Когда я на другое утро проснулся, то уже не видел берегов Селенги: мы были на открытом озере, парус был натянут, но ветер слабел с каждою минутою, наконец, парус повис; жестяной вымпел на мачте скрипел, ворочаясь направо и налево, остановился, и мы стали в двадцати верстах от устья реки. Можно себе представить мою досаду; упреки были напрасны; рыбаки разлеглись на палубе и сказали спокойно: не сегодня, так завтра доплывем.
Я имел досуг разглядеть Байкал, или Святое море, во всех направлениях и во всех видоизменениях: берега его высокие и волнистые тянутся грядами, то скалисты, кремнисты, то покрыты зеленью, где лесом, где травою, где песком и глиною. Повсюду кругом видно вулканическое образование, и можно смело согласиться с естествоиспытателями, утверждающими, что Селенга, Байкал, Ангара составляли прежде одну реку. В некоторых местах озера не могли измерить дна; там, где Ангара вытекает из Байкала, стоят два огромнейших камня по самой средине, которые служат как бы шлюзами; возле камней, к стороне Байкала, дно неизмеримо; тут явный след вулканического действия, а к стороне речной, к Ангаре, дно не глубоко. Берега озера украшены одною только природою, нет нигде следов труда человеческого. Посольского монастыря башня, станция почтовая и несколько хижин напоминали обитаемость этой страны.

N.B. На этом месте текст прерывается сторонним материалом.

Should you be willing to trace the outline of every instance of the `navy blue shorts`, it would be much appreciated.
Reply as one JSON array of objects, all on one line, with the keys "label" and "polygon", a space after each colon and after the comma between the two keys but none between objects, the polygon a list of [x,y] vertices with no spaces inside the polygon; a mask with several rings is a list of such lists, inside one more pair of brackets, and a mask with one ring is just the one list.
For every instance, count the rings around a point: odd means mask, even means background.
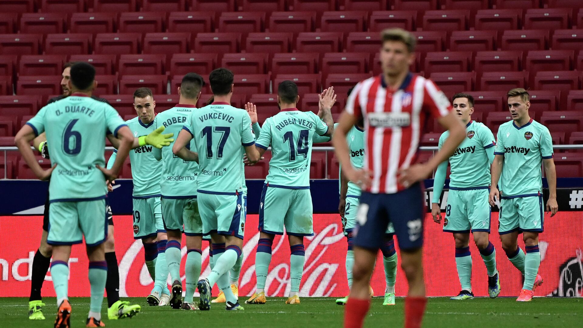
[{"label": "navy blue shorts", "polygon": [[395,194],[363,192],[356,214],[354,246],[378,250],[389,222],[392,222],[401,249],[420,247],[423,245],[424,210],[419,183]]}]

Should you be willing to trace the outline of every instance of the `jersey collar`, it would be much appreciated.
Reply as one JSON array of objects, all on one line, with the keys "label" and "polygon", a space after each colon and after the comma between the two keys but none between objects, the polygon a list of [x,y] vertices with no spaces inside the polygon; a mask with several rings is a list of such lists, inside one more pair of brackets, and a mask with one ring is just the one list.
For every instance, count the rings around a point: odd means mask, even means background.
[{"label": "jersey collar", "polygon": [[526,123],[526,124],[524,124],[524,125],[520,127],[519,128],[516,125],[516,123],[515,123],[514,121],[512,123],[512,125],[514,125],[514,127],[515,127],[517,128],[517,130],[520,130],[520,129],[521,129],[522,128],[528,127],[528,125],[531,125],[531,123],[532,123],[532,118],[531,117],[531,120],[529,121],[528,123]]}]

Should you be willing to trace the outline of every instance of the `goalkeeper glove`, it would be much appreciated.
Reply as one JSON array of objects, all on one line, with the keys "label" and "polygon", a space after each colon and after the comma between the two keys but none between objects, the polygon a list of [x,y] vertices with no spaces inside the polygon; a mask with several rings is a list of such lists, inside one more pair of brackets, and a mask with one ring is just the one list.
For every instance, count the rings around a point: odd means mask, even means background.
[{"label": "goalkeeper glove", "polygon": [[150,145],[154,146],[154,147],[160,149],[164,146],[169,146],[170,143],[174,141],[172,138],[174,134],[173,133],[167,133],[166,134],[162,134],[162,132],[164,131],[164,126],[160,127],[159,128],[154,130],[153,132],[151,132],[147,135],[142,135],[138,138],[139,141],[139,145],[143,146],[144,145]]}]

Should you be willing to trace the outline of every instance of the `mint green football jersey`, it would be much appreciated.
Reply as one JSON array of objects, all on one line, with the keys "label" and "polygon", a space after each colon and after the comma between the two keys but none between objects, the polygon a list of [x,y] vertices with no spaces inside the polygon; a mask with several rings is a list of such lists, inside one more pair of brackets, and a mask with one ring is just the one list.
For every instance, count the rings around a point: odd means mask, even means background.
[{"label": "mint green football jersey", "polygon": [[546,127],[532,119],[519,128],[514,121],[504,123],[494,154],[504,156],[498,183],[503,197],[542,194],[542,160],[553,158],[553,139]]},{"label": "mint green football jersey", "polygon": [[[451,168],[449,187],[457,189],[490,186],[490,161],[486,149],[496,145],[494,135],[483,123],[466,125],[466,137],[449,159]],[[439,149],[449,136],[446,131],[439,138]]]},{"label": "mint green football jersey", "polygon": [[283,110],[265,120],[255,145],[271,146],[269,172],[265,182],[270,186],[310,187],[310,163],[314,135],[325,134],[328,125],[311,111]]},{"label": "mint green football jersey", "polygon": [[105,198],[103,173],[106,135],[114,135],[124,120],[108,104],[90,97],[71,96],[51,103],[26,123],[38,134],[45,132],[52,171],[50,201]]},{"label": "mint green football jersey", "polygon": [[251,121],[244,109],[215,103],[192,111],[184,124],[198,153],[198,192],[243,193],[244,147],[255,144]]},{"label": "mint green football jersey", "polygon": [[[177,137],[193,110],[198,110],[192,105],[178,104],[156,116],[156,128],[164,127],[164,133],[174,133]],[[196,196],[198,163],[187,162],[172,152],[173,141],[168,146],[162,147],[162,175],[160,189],[165,198],[194,198]],[[194,141],[191,140],[188,149],[194,149]]]},{"label": "mint green football jersey", "polygon": [[[154,119],[156,120],[156,117]],[[153,121],[149,124],[145,124],[137,117],[128,120],[125,124],[132,130],[135,137],[147,135],[156,128],[154,126]],[[153,149],[153,146],[145,145],[129,149],[129,162],[132,166],[132,179],[134,180],[132,196],[134,198],[160,196],[160,179],[162,175],[162,163],[154,157],[152,153]],[[117,152],[114,151],[107,162],[108,169],[113,166]]]}]

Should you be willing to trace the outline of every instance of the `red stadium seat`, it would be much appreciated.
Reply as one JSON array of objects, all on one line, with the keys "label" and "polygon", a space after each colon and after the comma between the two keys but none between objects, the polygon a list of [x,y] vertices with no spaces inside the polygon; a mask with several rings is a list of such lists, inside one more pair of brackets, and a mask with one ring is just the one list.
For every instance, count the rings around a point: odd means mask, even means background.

Поврежденную ногу примачивал я холодною водою; просил рыбаков накормить моих проводников за плату (у них был семидневный запас, иначе не пускаются на переправу через Байкал). Я вытащил из корзинки кусок хлеба, когда попутчик мой, сидевший все в тарантасе, как в вольтеровых креслах, пригласил меня разделить с ним суп из курицы и кашу. «Не прикажете ли водочки?» — «Если у вас есть запас недели на две, то охотно соглашаюсь, а если у вас меньше того, то легко могу обойтись без водки, от коей уже с лишком семь лет отказался поневоле». Я хорошо сделал, потому что у хлебосольного попутчика была только одна бутылка водки. Мы скоро познакомились. А. П. Злобин находился тогда по особым поручениям при генерал-губернаторе, был до того начальником солеваренных заводов в области Якутской, а после главным начальником рудников. Он был в большой горести, недавно лишившись любимой супруги, с которою счастливо прожил двадцать лет; осталось у него семеро детей, из которых 18-летняя дочь управляла хозяйством и заботилась о малолетних братьях и сестрах. В Якутске познакомился он с товарищем моим А. А. Бестужевым (Марлинским), ласково принятым в доме его и дававшим уроки его детям. Попутчик мой был занимательный человек по своей горной части, исправлял свою должность с рвением и был дельный и полезный на своем месте.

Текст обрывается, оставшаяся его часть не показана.